Iraqi officials are negotiating with radical cleric Moqtada al-Sadr to end nine days of bloodshed in the holy city of Najaf. A British journalist wounded and kidnapped by unidentified gunmen is released but an Egyptian hostage has been beheaded. Despite the violence, Iraq's interim government is going ahead with a national conference on Sunday to help sort out the country's political future.
A spokesman for Shi'ite cleric Moqtada al-Sadr says the cleric's representatives are talking with the governor of Najaf about how to resolve the crisis.
He says there are some obstacles to ending the combat but he does not offer any details.
The spokesman says conditions for removing al-Sadr militia from the Imam Ali shrine and the holy city include withdrawing all U.S. forces from Najaf and putting religious authorities in charge of the city.

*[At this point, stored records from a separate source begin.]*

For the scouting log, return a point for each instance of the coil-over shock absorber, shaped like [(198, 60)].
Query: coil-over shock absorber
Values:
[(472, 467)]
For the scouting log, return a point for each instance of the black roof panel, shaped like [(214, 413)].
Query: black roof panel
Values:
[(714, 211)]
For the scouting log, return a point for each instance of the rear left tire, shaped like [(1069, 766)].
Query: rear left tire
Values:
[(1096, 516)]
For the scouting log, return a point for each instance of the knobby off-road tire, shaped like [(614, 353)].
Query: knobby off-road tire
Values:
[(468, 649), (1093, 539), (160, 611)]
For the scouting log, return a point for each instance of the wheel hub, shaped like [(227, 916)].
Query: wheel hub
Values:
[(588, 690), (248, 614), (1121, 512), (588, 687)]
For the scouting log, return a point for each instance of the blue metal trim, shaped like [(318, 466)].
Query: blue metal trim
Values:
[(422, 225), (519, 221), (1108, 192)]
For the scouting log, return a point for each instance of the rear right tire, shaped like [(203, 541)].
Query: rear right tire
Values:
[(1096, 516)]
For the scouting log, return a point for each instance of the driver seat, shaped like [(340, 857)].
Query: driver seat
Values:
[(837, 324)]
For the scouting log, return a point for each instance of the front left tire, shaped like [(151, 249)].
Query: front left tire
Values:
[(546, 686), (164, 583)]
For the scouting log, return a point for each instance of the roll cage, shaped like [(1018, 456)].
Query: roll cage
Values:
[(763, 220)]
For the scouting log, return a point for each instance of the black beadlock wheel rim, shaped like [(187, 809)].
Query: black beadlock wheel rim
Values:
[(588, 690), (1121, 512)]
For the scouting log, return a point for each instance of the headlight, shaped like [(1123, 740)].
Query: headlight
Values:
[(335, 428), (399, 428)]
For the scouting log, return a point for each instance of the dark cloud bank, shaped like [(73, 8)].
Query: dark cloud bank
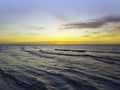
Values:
[(96, 23)]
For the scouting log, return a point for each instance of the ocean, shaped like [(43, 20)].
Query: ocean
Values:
[(59, 67)]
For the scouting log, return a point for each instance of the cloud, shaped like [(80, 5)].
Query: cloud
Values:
[(96, 23), (35, 28)]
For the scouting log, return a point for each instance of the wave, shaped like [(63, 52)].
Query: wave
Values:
[(86, 51)]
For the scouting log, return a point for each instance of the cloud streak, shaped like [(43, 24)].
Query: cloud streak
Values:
[(96, 23)]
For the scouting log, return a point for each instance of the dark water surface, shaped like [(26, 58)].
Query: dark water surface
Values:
[(60, 67)]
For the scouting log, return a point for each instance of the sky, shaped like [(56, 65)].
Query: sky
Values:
[(59, 21)]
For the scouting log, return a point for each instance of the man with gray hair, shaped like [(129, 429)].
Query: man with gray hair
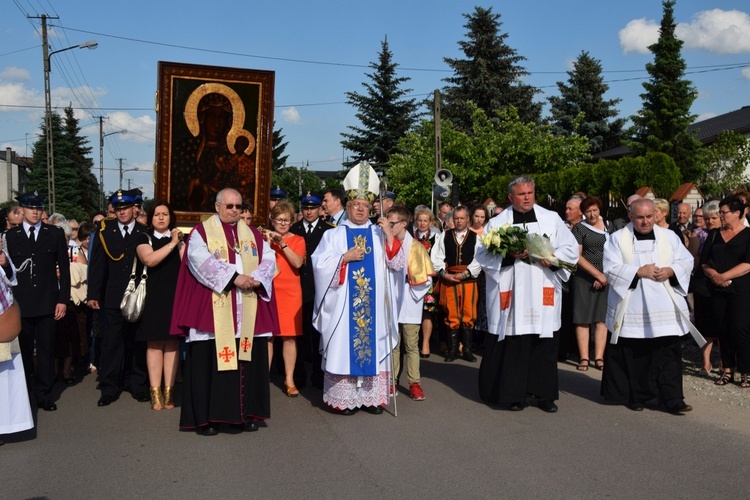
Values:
[(648, 269)]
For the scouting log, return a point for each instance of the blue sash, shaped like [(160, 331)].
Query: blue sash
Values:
[(361, 278)]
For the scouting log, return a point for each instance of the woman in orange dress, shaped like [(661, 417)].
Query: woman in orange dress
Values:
[(290, 255)]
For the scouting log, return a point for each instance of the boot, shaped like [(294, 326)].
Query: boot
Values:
[(452, 352), (467, 337)]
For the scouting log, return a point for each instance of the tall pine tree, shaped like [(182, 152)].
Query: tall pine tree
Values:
[(581, 107), (278, 158), (490, 76), (384, 112), (76, 187), (661, 125)]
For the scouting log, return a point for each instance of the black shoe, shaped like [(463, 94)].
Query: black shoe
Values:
[(548, 405), (374, 410), (48, 406), (518, 406), (106, 400), (141, 397), (209, 430), (345, 411), (679, 407), (637, 406)]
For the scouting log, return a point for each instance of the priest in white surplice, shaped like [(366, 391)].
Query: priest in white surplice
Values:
[(648, 269), (523, 307), (357, 332)]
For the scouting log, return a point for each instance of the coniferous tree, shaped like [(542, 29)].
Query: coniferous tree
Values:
[(76, 187), (81, 163), (581, 107), (278, 158), (661, 125), (490, 76), (384, 112)]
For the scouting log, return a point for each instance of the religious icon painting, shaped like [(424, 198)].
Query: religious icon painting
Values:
[(215, 130)]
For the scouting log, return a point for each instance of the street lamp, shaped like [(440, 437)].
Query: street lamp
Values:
[(102, 135), (91, 44), (126, 170)]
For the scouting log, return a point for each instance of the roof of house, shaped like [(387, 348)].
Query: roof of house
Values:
[(705, 130)]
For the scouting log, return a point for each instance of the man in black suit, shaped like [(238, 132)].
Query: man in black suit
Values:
[(38, 251), (110, 265), (311, 227), (682, 225)]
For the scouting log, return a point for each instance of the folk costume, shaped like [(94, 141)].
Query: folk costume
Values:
[(523, 312), (36, 253), (453, 253), (646, 317), (226, 367), (15, 411), (357, 332), (412, 273)]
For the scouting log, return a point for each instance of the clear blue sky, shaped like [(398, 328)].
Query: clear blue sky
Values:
[(320, 50)]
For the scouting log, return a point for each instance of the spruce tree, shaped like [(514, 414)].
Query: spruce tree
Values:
[(661, 125), (490, 76), (581, 107), (384, 112), (278, 158), (76, 187)]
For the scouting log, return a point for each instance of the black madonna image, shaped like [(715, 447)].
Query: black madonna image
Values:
[(214, 130)]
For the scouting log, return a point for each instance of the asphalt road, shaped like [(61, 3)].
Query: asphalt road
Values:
[(449, 446)]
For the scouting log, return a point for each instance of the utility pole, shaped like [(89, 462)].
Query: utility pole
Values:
[(438, 141), (120, 160), (101, 163), (48, 116)]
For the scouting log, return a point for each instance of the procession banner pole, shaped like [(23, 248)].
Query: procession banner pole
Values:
[(384, 189)]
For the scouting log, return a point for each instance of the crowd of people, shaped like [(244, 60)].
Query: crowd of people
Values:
[(355, 286)]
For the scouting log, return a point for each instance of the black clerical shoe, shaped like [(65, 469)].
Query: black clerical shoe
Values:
[(518, 406), (106, 400), (548, 405), (374, 410), (142, 397), (679, 408), (209, 430)]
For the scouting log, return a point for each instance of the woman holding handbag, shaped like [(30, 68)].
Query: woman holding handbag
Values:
[(156, 250)]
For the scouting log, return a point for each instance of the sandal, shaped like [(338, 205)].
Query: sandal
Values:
[(726, 378)]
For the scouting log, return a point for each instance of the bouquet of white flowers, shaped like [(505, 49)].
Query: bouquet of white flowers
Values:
[(540, 247), (504, 240)]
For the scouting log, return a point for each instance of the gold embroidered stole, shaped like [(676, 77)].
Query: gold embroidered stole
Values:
[(224, 319), (419, 265)]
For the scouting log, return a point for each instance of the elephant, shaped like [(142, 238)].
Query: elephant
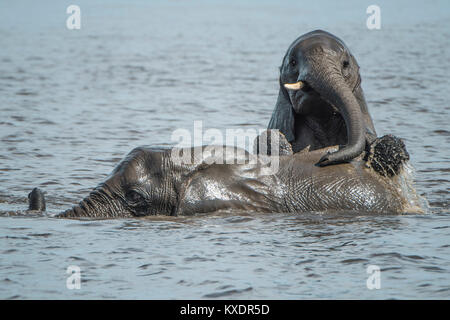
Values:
[(189, 181), (320, 101)]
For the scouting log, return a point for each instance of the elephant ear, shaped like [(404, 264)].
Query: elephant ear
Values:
[(283, 115)]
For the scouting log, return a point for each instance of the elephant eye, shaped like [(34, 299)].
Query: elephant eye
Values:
[(134, 196)]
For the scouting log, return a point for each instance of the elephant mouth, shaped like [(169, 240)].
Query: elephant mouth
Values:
[(307, 101)]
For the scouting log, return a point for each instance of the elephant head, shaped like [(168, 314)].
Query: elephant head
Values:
[(142, 184), (321, 102)]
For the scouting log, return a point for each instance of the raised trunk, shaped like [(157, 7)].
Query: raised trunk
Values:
[(332, 87)]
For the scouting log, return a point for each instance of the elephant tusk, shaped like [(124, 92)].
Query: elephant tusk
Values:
[(294, 86)]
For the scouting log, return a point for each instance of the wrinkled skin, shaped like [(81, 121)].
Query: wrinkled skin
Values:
[(149, 182), (326, 106)]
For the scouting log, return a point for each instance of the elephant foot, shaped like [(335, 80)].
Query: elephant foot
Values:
[(386, 155)]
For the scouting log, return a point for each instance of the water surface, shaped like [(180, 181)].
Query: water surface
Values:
[(73, 103)]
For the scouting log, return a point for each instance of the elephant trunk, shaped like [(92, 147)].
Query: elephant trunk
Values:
[(329, 83), (99, 204)]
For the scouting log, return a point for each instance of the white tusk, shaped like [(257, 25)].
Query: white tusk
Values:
[(294, 86)]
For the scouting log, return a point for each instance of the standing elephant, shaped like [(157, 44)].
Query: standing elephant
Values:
[(152, 181), (320, 102)]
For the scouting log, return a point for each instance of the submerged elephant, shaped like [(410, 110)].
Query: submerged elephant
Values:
[(320, 102), (150, 181)]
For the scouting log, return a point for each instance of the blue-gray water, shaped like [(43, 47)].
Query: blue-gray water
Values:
[(74, 102)]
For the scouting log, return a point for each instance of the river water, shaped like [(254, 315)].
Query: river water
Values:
[(74, 102)]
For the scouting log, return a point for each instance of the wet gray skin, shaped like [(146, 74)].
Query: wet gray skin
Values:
[(149, 182), (36, 200), (320, 102)]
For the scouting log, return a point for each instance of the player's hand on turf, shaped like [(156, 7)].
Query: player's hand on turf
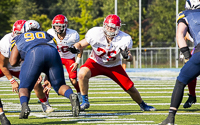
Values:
[(39, 79), (181, 56), (15, 87), (124, 52), (74, 67), (73, 50), (47, 86)]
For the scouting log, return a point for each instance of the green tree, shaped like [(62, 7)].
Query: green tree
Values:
[(86, 20), (128, 12), (6, 10)]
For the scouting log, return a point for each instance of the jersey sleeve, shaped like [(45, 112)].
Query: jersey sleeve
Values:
[(181, 18), (5, 46), (89, 35), (77, 39)]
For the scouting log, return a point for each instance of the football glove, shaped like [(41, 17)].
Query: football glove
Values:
[(181, 57), (124, 53), (73, 50)]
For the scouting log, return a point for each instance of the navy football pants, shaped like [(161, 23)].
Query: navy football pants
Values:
[(42, 58), (190, 70)]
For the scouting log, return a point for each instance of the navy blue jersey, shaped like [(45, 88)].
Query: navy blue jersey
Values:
[(192, 19), (29, 40)]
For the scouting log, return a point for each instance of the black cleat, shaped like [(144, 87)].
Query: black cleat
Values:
[(190, 101), (75, 105), (167, 121), (4, 120), (84, 106), (25, 111)]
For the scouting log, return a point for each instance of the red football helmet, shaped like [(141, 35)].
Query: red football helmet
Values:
[(60, 20), (112, 21), (18, 27)]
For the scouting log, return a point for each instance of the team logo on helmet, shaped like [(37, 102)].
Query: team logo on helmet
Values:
[(60, 20), (112, 21)]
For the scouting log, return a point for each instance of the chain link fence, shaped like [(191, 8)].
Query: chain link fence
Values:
[(150, 58)]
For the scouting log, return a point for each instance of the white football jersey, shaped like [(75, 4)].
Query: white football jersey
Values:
[(5, 44), (70, 39), (103, 53)]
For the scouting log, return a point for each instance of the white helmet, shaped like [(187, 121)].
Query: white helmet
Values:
[(31, 25), (192, 4)]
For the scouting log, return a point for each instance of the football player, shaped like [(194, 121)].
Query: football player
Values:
[(188, 21), (107, 43), (66, 38), (192, 85), (9, 71), (39, 52)]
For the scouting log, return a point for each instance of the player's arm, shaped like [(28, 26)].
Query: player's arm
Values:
[(81, 44), (77, 47), (3, 66), (180, 36), (126, 54), (14, 57)]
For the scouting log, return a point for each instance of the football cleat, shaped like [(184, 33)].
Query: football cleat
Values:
[(190, 101), (147, 108), (25, 111), (4, 120), (46, 107), (167, 121), (75, 104), (80, 97), (84, 106)]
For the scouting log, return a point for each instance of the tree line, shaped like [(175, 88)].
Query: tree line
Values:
[(158, 17)]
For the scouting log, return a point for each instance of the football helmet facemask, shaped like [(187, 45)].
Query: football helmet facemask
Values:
[(60, 20), (31, 25), (18, 27), (192, 4), (112, 21)]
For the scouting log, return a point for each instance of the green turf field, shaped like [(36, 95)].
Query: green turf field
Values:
[(109, 103)]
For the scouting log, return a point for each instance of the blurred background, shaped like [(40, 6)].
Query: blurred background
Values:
[(158, 23)]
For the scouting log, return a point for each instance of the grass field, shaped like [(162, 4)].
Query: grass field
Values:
[(109, 103)]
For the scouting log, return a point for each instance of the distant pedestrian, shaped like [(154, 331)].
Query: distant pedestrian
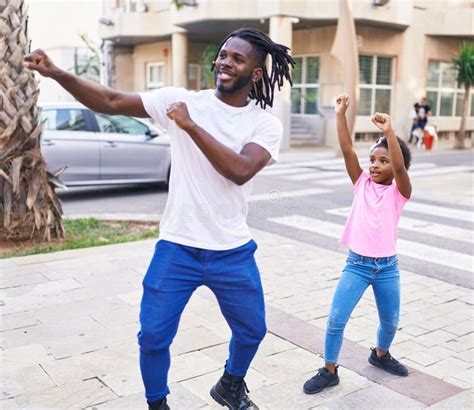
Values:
[(371, 234)]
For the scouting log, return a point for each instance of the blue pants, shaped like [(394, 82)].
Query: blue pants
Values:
[(359, 273), (174, 273)]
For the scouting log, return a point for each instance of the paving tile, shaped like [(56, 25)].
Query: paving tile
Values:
[(17, 321), (423, 358), (423, 388), (461, 328), (73, 396), (191, 365), (23, 356), (9, 404), (463, 400), (21, 280), (16, 381), (289, 394)]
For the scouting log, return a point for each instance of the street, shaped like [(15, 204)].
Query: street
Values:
[(307, 197)]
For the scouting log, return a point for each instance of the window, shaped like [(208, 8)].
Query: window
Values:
[(305, 90), (155, 75), (196, 77), (63, 120), (375, 76), (120, 124), (444, 95)]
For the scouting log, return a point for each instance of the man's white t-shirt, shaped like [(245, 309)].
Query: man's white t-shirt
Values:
[(204, 209)]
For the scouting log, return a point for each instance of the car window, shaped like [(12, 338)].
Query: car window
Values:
[(120, 124), (64, 119)]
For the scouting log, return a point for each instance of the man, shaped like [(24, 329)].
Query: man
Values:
[(219, 141)]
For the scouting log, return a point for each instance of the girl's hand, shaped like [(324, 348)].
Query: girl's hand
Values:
[(382, 121), (342, 103)]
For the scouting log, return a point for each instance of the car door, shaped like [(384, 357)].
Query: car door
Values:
[(69, 139), (129, 151)]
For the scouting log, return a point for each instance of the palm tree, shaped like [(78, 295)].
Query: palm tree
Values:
[(464, 66), (29, 206)]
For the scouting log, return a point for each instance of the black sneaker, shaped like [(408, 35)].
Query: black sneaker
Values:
[(231, 391), (322, 380), (158, 405), (387, 363)]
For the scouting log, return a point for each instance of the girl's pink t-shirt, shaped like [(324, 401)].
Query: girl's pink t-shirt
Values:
[(371, 228)]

Moqtada al-Sadr also is reported to be demanding amnesty for his Mahdi militia and participation in Iraq's political process.
The fighting appears to have eased while negotiations are underway.
Al-Sadr supporters were infuriated by reports the cleric had been wounded and chanted his name as they gathered for Friday prayers.
Thousands of al-Sadr supporters also held a protest rally in Baghdad where U.S. and Iraqi forces also have been battling the Mahdi militia.
In Washington U.S. Secretary of State Colin Powell supports the talks to end the violence. He says U.S. forces are committed to helping Iraq pacify the situation.
"We hope a solution will be found in the very near future. But there has to be a solution that ends this kind of outlaw activity on the part of the Mahdi Army and similar organizations," he said.
In other developments, a British journalist who was wounded and then abducted from his hotel in Basra has released. But a video on an Islamic website shows what it claims is the beheading of an Egyptian hostage.
And, Iraqi officials still expect to open a national conference on Sunday to select 100 members of an interim national assembly that will organize elections for a more permanent government.